Which is morally preferable – torture or unethical experimentation?

The CIA has come in for a lot of public criticism over the last few years, centring on its treatment of prisoners. A fresh argument has reared its head, suggesting that the CIA may have broken the rules of Good Clinical Practice.

 

Papers published this week in The Guardian, suggest that the CIA has broken its own internal rules as well as the fundamental principles of GCP.

 

The argument goes like this…

 

1 – Torture is illegal.

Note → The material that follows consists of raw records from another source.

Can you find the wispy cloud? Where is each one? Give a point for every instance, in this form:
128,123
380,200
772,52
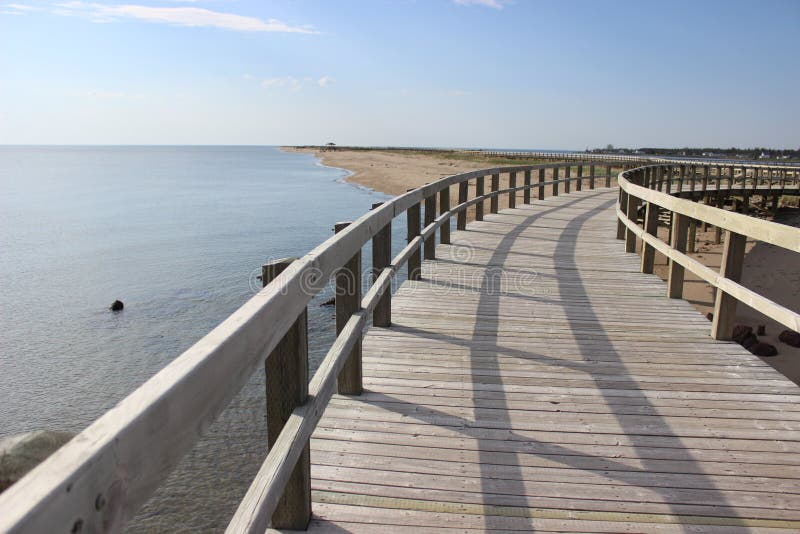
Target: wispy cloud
494,4
193,17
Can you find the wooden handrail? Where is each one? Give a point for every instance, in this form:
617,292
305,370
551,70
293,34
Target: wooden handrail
99,480
636,185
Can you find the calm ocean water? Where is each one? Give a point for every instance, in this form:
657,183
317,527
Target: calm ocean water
177,234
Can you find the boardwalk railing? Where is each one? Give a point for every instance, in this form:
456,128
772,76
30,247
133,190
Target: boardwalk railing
675,189
101,478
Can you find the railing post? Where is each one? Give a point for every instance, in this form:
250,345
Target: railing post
412,231
381,258
623,206
526,193
651,227
430,214
444,207
286,373
630,237
494,202
541,183
461,218
680,226
512,196
555,181
348,302
479,193
725,305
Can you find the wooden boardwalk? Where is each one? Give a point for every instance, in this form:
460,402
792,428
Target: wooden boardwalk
535,380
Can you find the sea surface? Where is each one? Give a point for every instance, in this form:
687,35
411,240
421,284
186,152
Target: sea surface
178,234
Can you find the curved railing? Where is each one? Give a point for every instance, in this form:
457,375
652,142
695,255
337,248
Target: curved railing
99,480
677,189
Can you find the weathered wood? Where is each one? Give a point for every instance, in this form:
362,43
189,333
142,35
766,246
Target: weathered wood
651,227
526,194
555,181
512,195
494,202
286,372
680,226
461,218
348,302
731,268
444,207
479,193
382,258
412,231
541,184
430,216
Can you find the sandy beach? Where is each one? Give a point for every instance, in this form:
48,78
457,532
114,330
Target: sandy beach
771,271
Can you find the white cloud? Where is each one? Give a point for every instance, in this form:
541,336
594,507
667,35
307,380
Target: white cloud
495,4
193,17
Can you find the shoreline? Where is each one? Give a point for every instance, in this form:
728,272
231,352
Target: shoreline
768,270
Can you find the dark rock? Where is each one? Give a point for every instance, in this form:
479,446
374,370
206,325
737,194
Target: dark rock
763,349
740,331
749,340
790,337
21,453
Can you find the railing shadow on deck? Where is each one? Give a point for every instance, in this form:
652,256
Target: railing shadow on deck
569,458
99,479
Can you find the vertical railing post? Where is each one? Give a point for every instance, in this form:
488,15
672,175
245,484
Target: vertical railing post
494,202
555,181
444,207
650,227
479,193
630,237
461,218
412,231
725,304
286,373
623,206
680,226
382,258
348,302
541,184
526,193
430,214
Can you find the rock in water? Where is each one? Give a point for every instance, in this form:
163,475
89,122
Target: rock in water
21,453
741,331
790,338
763,349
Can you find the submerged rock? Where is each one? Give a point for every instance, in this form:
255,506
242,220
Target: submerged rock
790,338
22,452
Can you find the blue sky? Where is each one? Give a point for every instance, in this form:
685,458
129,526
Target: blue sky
476,73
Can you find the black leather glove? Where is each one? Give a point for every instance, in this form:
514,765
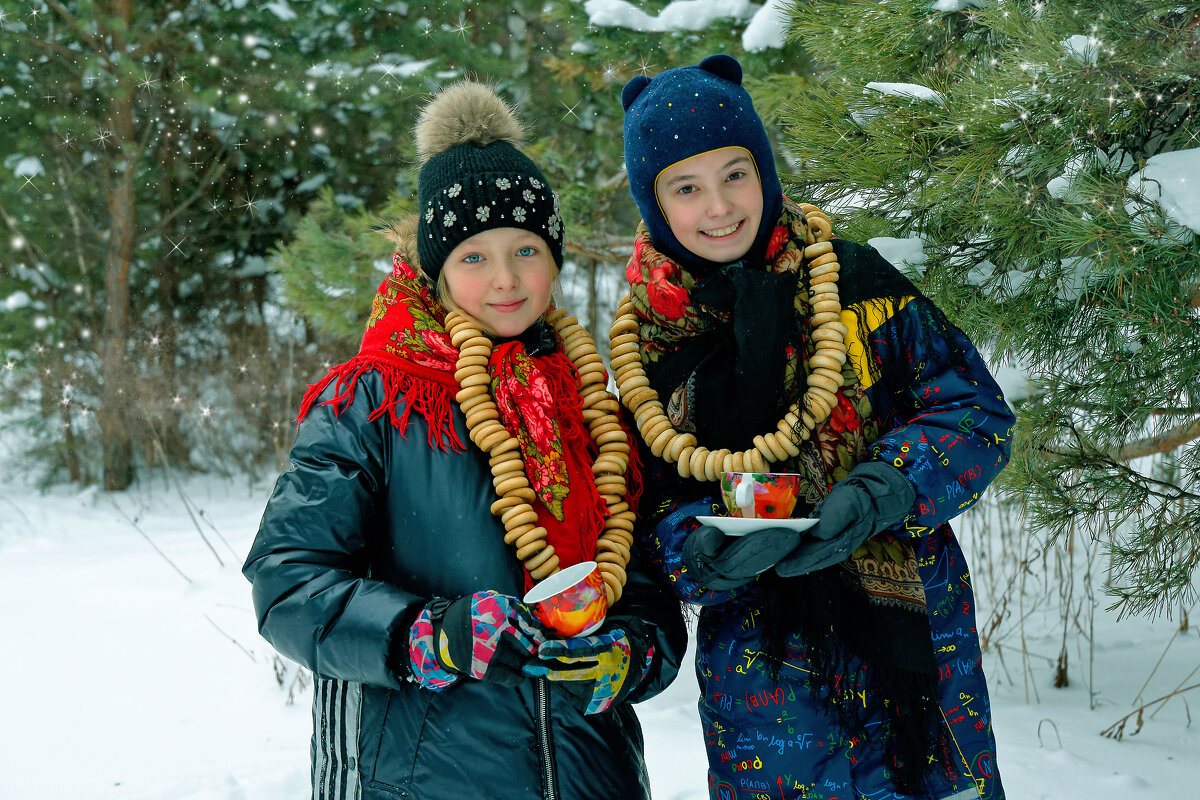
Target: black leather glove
874,497
719,563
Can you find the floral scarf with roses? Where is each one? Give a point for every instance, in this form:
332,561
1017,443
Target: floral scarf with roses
535,388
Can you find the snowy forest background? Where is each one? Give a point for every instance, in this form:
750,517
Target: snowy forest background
187,196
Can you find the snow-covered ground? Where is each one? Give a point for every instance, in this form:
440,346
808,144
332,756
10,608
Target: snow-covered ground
125,680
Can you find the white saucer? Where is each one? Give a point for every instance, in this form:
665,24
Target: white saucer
741,525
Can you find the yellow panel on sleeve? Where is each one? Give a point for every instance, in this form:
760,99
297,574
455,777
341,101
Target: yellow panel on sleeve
875,313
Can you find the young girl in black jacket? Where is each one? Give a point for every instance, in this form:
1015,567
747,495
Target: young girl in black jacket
461,456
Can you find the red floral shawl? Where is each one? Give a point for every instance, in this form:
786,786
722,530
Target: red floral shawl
538,398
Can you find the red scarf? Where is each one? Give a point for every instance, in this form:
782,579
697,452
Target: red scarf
537,396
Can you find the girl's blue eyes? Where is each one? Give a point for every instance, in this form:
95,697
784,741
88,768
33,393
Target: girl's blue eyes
688,188
475,258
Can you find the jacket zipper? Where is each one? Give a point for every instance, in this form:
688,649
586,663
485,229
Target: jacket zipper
547,763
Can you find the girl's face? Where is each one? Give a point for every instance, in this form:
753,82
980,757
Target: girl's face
713,203
503,277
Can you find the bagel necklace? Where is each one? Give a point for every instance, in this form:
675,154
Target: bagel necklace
516,497
825,377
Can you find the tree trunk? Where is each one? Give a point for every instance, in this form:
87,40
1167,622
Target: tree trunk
121,202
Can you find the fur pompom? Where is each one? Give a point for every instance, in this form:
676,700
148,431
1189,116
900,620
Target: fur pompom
465,112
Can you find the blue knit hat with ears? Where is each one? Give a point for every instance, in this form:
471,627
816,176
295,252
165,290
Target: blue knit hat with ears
682,113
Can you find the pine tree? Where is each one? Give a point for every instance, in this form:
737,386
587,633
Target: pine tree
564,73
1031,150
155,152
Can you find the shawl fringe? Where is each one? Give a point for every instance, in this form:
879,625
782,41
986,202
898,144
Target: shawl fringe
430,397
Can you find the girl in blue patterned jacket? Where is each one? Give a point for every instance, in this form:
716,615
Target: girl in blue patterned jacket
841,661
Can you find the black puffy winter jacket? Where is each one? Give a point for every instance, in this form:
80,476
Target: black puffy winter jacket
359,534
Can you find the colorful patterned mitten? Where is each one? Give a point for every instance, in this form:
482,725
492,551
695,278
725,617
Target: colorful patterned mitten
594,671
486,636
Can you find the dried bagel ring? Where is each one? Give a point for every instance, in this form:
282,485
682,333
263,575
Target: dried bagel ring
547,567
820,248
504,504
513,483
540,559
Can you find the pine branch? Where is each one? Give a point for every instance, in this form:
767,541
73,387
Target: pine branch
84,35
1163,443
611,250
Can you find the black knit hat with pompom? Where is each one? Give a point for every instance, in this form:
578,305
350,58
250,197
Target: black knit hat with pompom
474,179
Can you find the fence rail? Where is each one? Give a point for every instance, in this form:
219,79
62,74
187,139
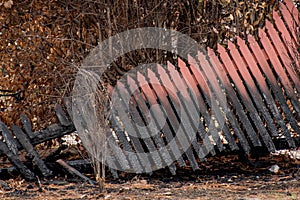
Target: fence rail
261,82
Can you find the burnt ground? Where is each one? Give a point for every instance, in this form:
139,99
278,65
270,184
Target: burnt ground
220,177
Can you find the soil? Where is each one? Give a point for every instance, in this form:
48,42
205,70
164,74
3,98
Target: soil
221,177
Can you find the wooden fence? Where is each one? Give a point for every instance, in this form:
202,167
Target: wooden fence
261,83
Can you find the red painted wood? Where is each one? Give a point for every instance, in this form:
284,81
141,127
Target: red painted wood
161,94
231,68
248,56
165,79
211,76
286,37
198,75
192,112
257,99
266,68
271,53
293,10
192,83
290,21
283,54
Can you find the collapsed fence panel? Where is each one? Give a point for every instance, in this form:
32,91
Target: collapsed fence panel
240,97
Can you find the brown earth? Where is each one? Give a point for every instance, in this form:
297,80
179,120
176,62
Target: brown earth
220,177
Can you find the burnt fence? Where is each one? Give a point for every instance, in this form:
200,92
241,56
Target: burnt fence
261,81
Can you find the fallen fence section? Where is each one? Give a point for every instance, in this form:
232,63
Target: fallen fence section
260,79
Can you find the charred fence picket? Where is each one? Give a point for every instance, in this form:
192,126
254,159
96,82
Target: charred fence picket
261,82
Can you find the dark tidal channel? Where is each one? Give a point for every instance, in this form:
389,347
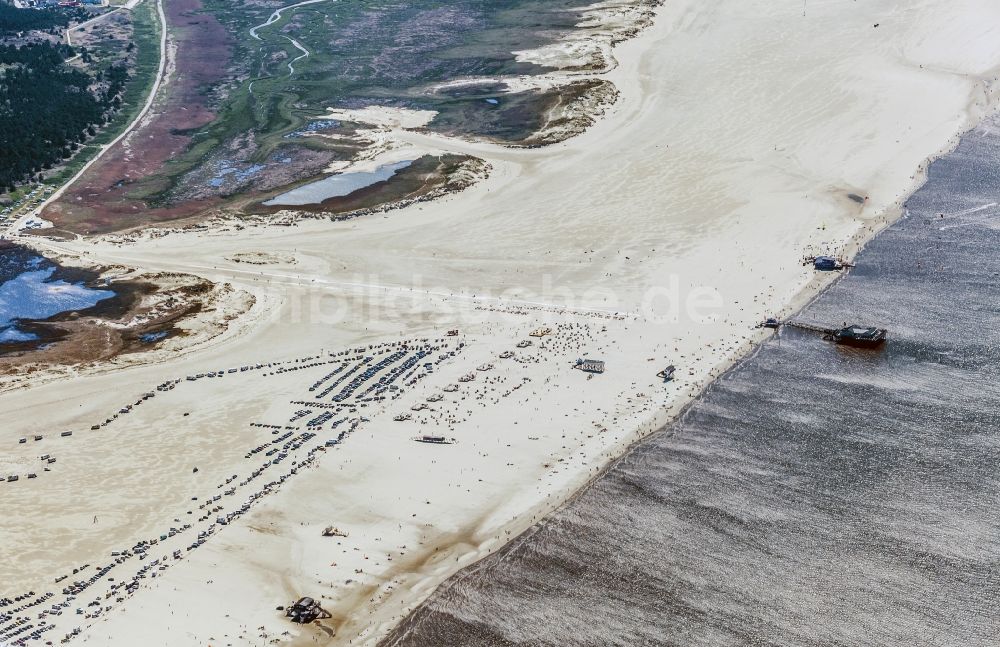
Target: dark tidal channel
814,495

Waterboarding and other practices are “interrogation”, not “torture.”

 

2 – CIA interrogation practices were in many cases new ones devised with the oversight and in many cases supervision of psychologists and medical doctors from the Office of Medical Services.

 

3 – The CIA has particular guidelines on human experimentation, including the need for prior informed consent.

 

4 – The prisoners did not consent to the interrogation and therefor the CIA broke its own rules.

 

In addition, there is also the principle underlying all medical ethics, that any procedure should do more good to the recipient than harm.

 

I suppose you could argue that the detainees’ conscience will be clearer in the long run, knowing they have played their (albeit reluctant) part in helping save lives.

 

All of this is perhaps ironic given the fact that the one of the foundations of ICH GCP rules was the Nuremberg Code.  This was published in 1947 following the prosecution of Nazi Doctors for unethical experimentation on prisoners.  It paved the way for the Declaration of Helsinki which in turn helped inform the ICH GCP rules recognised worldwide today.